Lorsqu’elle quitta le laboratoire puis s’engouffra dans l’ascenseur un poids tomba à nouveau sur sa poitrine. Elle n’en avait jamais vraiment été débarrassé mais grâce à la motivation et aux sourires de Géo, Lilas et Jared elle avait réussi à oublier pendant une petite heure qu’on l’envoyait à l’abattoir sur les bons conseils de sa propre mère. Tous les grands tournants que sa vie avait pris jusqu’alors avaient été dictés par son adorable génitrice : lorsqu’à ses cinq ans son père avait trouvé la mort en combattant un Monstre sa mère avait décrété qu’être seule à s’occuper d’un enfant c’était trop dur et l’avait ainsi envoyée au pensionnat pour fille de Muraille-Vive. Là bas elle aurait du apprendre le travail d’infirmière qui se résumait en deux grands principes : sauver des vies et rester en vie. Seulement, suite à la révolution féministe très virulente ayant eu lieu le printemps de ses sept ans, on vit les sections de Muraille-Vive devenir mixtes. Ainsi, sa mère voulant soutenir la cause de ces femmes qu’elle ne connaissait pas mais admirait par-dessus tout à décider que sa petite Alice, toute frêle qu’elle était, devait intégrer la classe de combat. Pourtant cette dernière se souvenait parfaitement l’avoir supplié pour entrer dans la classe des scientifiques de guerres, qui est tout aussi prestigieuse. Il faut croire que la femme qui lui avait donné la vie faisait tout pour que sa progéniture se fasse démolir la gueule. Heureusement pour Alice, la nature l’avait doté d’une rapidité et d’une vivacité étonnante. Surement pour se faire pardonner de l’avoir davantage faite tenir de la crevette que du rhinocéros.

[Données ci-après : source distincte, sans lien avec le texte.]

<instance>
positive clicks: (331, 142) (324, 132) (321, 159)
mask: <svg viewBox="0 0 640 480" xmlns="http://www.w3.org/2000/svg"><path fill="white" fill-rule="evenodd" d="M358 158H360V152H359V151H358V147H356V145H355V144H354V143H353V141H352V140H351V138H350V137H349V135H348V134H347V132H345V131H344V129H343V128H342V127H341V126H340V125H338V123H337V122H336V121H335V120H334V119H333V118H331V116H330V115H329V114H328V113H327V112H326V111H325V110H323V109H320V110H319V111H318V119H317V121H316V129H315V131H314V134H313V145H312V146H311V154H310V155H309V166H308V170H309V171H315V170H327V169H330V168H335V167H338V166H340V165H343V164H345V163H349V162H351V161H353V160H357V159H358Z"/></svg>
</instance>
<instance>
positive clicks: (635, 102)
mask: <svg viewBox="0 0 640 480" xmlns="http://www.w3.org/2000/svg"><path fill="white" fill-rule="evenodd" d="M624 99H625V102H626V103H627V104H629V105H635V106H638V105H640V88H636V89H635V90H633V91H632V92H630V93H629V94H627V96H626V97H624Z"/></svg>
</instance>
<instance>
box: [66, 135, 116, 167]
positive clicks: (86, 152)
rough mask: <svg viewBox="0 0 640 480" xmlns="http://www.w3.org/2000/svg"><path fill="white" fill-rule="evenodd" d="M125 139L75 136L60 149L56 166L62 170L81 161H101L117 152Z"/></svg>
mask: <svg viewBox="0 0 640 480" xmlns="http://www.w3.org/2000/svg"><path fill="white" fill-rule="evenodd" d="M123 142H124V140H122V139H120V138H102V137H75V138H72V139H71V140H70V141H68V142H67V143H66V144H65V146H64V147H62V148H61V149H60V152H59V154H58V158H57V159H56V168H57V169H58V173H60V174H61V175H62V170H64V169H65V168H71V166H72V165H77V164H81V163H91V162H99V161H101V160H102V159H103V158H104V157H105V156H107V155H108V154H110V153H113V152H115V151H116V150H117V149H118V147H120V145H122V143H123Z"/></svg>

Devenir la meilleure n’était pas une option mais plutôt une fatalité. Dans l’internat trié par classe, elle se retrouvait entre les futures infirmières et les apprenties comptables de crise. Chargées de gérer les cordons de la bourse pendant les conflits, les comptables étaient ennuyeuses, et les infirmières elles étaient superficielles. A mettre tout le monde dans le même sac Alice avait probablement loupé des personnes qui auraient pu lui plaire mais elle avait été trop occupée à essayer de devenir amie avec les scientifiques de guerre pour s’intéresser de ses voisins d’étage. Les scientifiques n’étaient qu’une petite dizaine au départ, leur classe restait au trois quart composée d’hommes, elles formaient un groupe soudé et Alice rêvait de faire parti des leurs. Elles avaient l’air de former une famille et c’était justement ça qui lui manquait. Mais les scientifiques se riaient d’elle, l’affublant de sobriquets stupides mettant en cause sa condition de femme couplée à son apprentissage de l’art du combat. « Une femme et le combat, c’est comme un ours dans un tutu : ça n’a rien à faire ensemble et c’est ridicule » lui assena une fois l’une d’entre elles. N’oublions pas qu’Alice passait le plus clair de ses journées entourées d’hommes que l’on initiait à la plus testostéronée des activités, c’est ainsi qu’elle a répondu ce qu’aurait dit n’importe quelle personne de sa classe « Ferme ta gueule connasse ». Depuis elle était seule et n’avait d’autre occupation que de s’entrainer. Voilà comment elle était devenue major de sa promotion à Muraille-Vive : elle avait traversé un désert de solitude, grandi sous les railleries et déversé son énergie dans l’entrainement. Pour elle, il n’y avait aucune victoire. Elle savait maintenant ôter la vie en quelques pressions précises, mais elle n’arrivait pas à se rapprocher de ses semblables. Le bouclier qu’elle avait au cœur n’était pas aussi bien fait que celui de sa nouvelle robe : il n’était pas rétractable. Elle avait appris à tuer avant même de savoir aimer et sa mère s’acharnait à la convaincre que de ces talents, le premier était bien plus utile que le deuxième.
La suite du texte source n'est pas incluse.